Charles River officials have defended the additional pressure on the species, contending that the good from preventing the contamination of drugs outweighs the environmental impact. But there are now synthetic substitutes that rival companies say could reduce and eventually eliminate the need to rely on the crabs’ blood, which has been used for testing drugs since the 1970s.
One pharmaceutical giant that has received government permission for a synthetic alternative, Eli Lilly, has used its substitute to test COVID-19 antibody drugs.
“It is scientifically sound, a sustainable alternative to the animal-sourced testing,” said Carrie Munk, a spokeswoman for Eli Lilly, noting the synthetic version has been approved by health authorities in other countries and could eventually be manufactured in sufficient quantities to replace the crabs’ blood.

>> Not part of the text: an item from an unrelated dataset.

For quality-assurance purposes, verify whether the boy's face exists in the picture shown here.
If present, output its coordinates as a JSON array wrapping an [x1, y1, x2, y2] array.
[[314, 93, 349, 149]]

Officials at Charles River said they’re developing their own synthetic versions but it would take years before they were ready and widely adopted.
“The synthetics we’ve tested are not sensitive enough to ensure patient safety,” Girshick said. “We’re actually pushing for a synthetic ourselves, and spending a lot of money to get there.”
Until then, she said, the company will be harvesting the blood from horseshoe crabs.